JWT (JSON Web Token) est un format compact de transfert de données entre parties sous la forme d'un objet JSON protégé par une signature numérique. Le token peut être signé à l'aide de HMAC (clé symétrique) ou RSA/ECDSA (paire asymétrique), ce qui garantit l'intégrité et l'authenticité des données. Selon IETF RFC 7519, 2015, JWT est utilisé dans des millions d'applications pour l'authentification, l'échange sécurisé de claims et comme format de ID Token dans OpenID Connect.
Points Clés
JSON Web Token (JWT) est un standard ouvert (RFC 7519) qui définit un moyen compact et autonome de transmettre des informations entre parties sous la forme d'un objet JSON. Les informations dans JWT sont appelées claims — des déclarations sur le sujet (utilisateur) et des attributs supplémentaires. Chaque claim est une paire clé-valeur : identifiant utilisateur, rôle, date d'expiration, émetteur.
JWT est dit autonome car toutes les informations nécessaires à la vérification sont contenues dans le token lui-même.
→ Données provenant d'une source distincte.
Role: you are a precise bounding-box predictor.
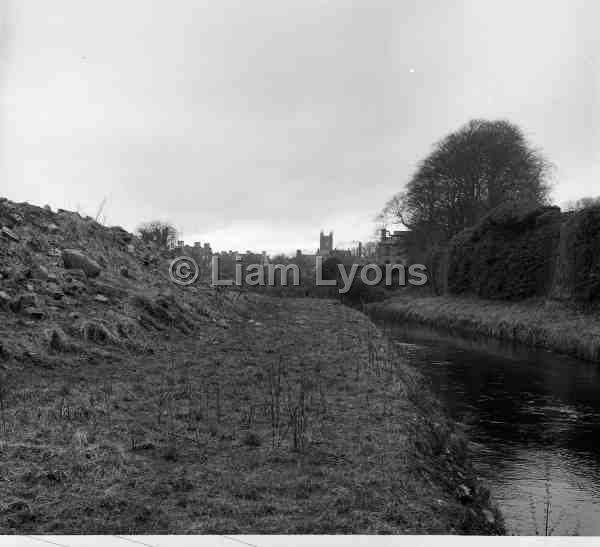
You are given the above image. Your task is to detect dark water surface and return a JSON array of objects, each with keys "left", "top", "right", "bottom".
[{"left": 386, "top": 323, "right": 600, "bottom": 535}]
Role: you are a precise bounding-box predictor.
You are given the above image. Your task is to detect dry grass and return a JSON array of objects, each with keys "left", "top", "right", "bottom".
[
  {"left": 370, "top": 296, "right": 600, "bottom": 361},
  {"left": 0, "top": 298, "right": 503, "bottom": 533}
]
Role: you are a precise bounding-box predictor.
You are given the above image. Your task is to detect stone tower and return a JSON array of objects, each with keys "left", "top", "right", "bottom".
[{"left": 318, "top": 230, "right": 333, "bottom": 256}]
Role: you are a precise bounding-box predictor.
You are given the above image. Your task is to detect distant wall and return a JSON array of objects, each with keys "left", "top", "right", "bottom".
[
  {"left": 422, "top": 203, "right": 600, "bottom": 304},
  {"left": 551, "top": 206, "right": 600, "bottom": 304}
]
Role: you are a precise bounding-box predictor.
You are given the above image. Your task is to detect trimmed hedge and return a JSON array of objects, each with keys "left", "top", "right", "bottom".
[
  {"left": 446, "top": 203, "right": 563, "bottom": 300},
  {"left": 552, "top": 206, "right": 600, "bottom": 304}
]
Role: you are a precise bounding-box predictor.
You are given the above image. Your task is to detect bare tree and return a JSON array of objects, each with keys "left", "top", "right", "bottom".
[{"left": 379, "top": 120, "right": 551, "bottom": 248}]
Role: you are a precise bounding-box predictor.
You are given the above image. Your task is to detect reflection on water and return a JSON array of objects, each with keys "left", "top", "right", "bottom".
[{"left": 386, "top": 324, "right": 600, "bottom": 535}]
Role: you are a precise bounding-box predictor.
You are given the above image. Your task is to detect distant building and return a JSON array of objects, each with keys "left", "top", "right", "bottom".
[
  {"left": 317, "top": 230, "right": 333, "bottom": 257},
  {"left": 167, "top": 232, "right": 177, "bottom": 251},
  {"left": 191, "top": 241, "right": 213, "bottom": 265},
  {"left": 375, "top": 229, "right": 410, "bottom": 264}
]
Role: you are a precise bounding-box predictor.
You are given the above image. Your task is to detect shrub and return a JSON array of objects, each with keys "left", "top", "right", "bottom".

Le serveur n'a pas besoin d'accéder à une base de données ou à un stockage externe pour vérifier la validité du token — il suffit de vérifier la signature. Cette propriété rend JWT idéal pour les systèmes distribués et les architectures de microservices, où plusieurs services doivent authentifier des requêtes sans stockage de session partagé.
Selon Auth0, 2025, plus de 65 % des applications mobiles et web utilisent JWT comme format de token principal pour l'authentification API, dépassant les tokens opaques et les identifiants de session.
JWT se compose de trois parties séparées par des points : header.payload.signature. Chaque partie est un JSON encodé en Base64url. Examinons chaque partie en détail.
Header contient deux champs obligatoires : alg (algorithm — algorithme de signature) et typ (type — type de token, toujours «JWT»). L'algorithme peut être symétrique (HS256 — HMAC avec SHA-256) ou asymétrique (RS256 — RSA avec SHA-256, ES256 — ECDSA avec P-256). Les algorithmes asymétriques sont préférables car ils permettent au client de vérifier la signature sans posséder la clé secrète.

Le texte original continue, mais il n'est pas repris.